The DSM somatoform disorders category specifies 5 disorders for which inauthentic illness behavior presumably is neither conscious nor intentional. These are somatization disorder, hypochondriasis, conversion disorder, pain disorder, and undifferentiated somatoform disorder. It specifies another category—factitious disorder—in which inauthentic illness behavior is consciously and intentionally produced.
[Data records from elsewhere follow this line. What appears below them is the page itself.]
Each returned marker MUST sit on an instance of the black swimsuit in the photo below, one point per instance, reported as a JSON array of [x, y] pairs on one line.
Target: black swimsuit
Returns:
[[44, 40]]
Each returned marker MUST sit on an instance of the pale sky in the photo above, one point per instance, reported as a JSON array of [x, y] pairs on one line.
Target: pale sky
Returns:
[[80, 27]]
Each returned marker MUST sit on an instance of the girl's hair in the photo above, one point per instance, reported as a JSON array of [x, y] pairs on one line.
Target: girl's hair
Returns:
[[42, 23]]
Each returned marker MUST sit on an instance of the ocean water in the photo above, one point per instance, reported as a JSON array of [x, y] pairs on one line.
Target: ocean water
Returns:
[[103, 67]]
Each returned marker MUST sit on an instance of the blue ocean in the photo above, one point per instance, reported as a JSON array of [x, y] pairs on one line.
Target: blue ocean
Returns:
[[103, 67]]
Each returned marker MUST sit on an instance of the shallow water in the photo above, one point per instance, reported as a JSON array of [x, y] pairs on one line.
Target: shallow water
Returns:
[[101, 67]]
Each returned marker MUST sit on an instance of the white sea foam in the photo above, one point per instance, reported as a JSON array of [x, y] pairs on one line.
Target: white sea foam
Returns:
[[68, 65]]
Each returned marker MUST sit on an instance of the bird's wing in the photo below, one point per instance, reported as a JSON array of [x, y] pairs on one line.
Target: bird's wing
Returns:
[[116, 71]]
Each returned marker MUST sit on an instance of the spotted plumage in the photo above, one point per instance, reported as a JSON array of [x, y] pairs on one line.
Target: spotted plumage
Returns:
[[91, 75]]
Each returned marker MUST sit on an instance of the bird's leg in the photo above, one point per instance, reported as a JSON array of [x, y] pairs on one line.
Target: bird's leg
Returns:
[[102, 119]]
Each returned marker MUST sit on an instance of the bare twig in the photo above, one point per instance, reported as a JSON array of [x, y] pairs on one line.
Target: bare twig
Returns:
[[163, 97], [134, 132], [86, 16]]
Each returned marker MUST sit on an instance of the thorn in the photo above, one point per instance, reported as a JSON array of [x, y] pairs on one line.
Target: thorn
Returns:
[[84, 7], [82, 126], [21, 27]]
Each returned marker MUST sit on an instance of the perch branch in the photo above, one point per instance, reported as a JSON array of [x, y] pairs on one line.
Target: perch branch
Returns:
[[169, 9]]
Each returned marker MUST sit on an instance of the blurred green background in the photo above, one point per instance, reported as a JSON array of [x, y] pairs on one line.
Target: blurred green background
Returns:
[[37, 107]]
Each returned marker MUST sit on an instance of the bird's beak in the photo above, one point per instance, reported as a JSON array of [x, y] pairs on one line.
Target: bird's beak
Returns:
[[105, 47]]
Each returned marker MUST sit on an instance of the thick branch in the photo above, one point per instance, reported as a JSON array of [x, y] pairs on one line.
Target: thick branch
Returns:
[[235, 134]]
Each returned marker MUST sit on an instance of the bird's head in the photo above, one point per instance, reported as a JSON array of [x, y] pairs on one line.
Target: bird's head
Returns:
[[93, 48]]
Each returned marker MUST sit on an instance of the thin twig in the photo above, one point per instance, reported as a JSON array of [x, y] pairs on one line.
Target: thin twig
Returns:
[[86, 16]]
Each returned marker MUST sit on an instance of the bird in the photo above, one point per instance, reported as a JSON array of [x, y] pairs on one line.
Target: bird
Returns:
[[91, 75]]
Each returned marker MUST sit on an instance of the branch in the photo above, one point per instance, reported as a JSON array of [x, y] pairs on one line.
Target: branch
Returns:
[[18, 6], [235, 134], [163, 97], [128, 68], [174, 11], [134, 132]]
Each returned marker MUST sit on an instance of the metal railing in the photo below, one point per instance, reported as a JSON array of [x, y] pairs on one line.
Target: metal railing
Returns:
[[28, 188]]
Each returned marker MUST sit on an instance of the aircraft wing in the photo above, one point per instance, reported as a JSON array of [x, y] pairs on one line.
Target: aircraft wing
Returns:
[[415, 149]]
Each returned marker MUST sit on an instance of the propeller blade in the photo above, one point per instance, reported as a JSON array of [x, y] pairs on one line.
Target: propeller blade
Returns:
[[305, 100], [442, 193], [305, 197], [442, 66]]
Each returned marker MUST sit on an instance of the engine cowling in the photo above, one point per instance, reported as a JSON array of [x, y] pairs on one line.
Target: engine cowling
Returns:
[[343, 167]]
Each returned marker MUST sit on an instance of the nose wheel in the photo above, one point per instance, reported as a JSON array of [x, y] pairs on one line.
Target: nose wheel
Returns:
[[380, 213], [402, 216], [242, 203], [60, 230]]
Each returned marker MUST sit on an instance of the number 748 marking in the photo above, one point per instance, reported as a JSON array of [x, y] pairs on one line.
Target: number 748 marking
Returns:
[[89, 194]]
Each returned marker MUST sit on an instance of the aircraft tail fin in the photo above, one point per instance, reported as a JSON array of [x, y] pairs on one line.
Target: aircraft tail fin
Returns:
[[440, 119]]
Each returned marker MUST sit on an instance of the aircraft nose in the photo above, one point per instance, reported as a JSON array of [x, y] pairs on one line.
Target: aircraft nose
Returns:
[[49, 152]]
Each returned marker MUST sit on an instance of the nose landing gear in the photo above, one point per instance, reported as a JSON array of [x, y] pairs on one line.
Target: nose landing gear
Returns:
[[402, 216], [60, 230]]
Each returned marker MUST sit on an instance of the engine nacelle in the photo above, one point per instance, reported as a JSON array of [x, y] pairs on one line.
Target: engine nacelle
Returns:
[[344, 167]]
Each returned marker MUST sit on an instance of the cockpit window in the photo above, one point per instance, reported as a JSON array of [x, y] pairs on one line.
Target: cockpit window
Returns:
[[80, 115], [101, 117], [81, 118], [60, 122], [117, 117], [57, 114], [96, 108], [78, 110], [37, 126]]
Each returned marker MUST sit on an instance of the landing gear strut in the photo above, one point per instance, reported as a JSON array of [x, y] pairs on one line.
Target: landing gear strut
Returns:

This category is reserved for people whose motives appear to reflect severe psycho-pathology (eg, a person who would agree to prophylactic double mastectomy just to get attention from medical personnel, friends, and coworkers).7DSM also recognizes cases of malingering (as a “V” code, not a true psychiatric diagnosis) in which the inauthentic medical behavior is conscious, intentional, and reflects more comprehensible motives (eg, faking a fall in a retail store to get millions of dollars in compensation for medical and emotional damages).

Without detailing the full DSM diagnostic criteria sets for these disorders and their relations, the following is a summary of how DSM instructs psychiatrists to diagnose cases of inauthentic illness behavior:

1. In the absence of overwhelming affirmative evidence of intentional medical deception (eg, caught on video, evidence from a room search), diagnose a somatoform disorder.

2. If there is traditional forensic evidence of overt medical deception, diagnose malingering or factitious disorder.

3. If there is any significant material or instrumental benefit from the intentional medical deception (eg, financial settlement, disability determination, access to narcotic medicine), diagnose malingering.

These 3 categories are mutually exclusive, and there is no hedging.

Anyone with even minimal experience in dealing with patients with complex and suspicious medical histories recognizes how inadequate and oversimplified DSM directives are. The criteria make it virtually impossible to diagnose a case as anything other than a somatoform disorder when intentionality cannot be proved with traditional forensic evidence. There are no psychological tests of consciousness, and even strong evidence of a relationship between the occurrence of inauthentic illness behavior and tangible benefits would not suffice to overrule a somatoform diagnosis. Thus, in cases dominated by subjective complaints like pain, fatigue, and weakness, it is virtually impossible to definitively diagnose factitious disorder or malingering.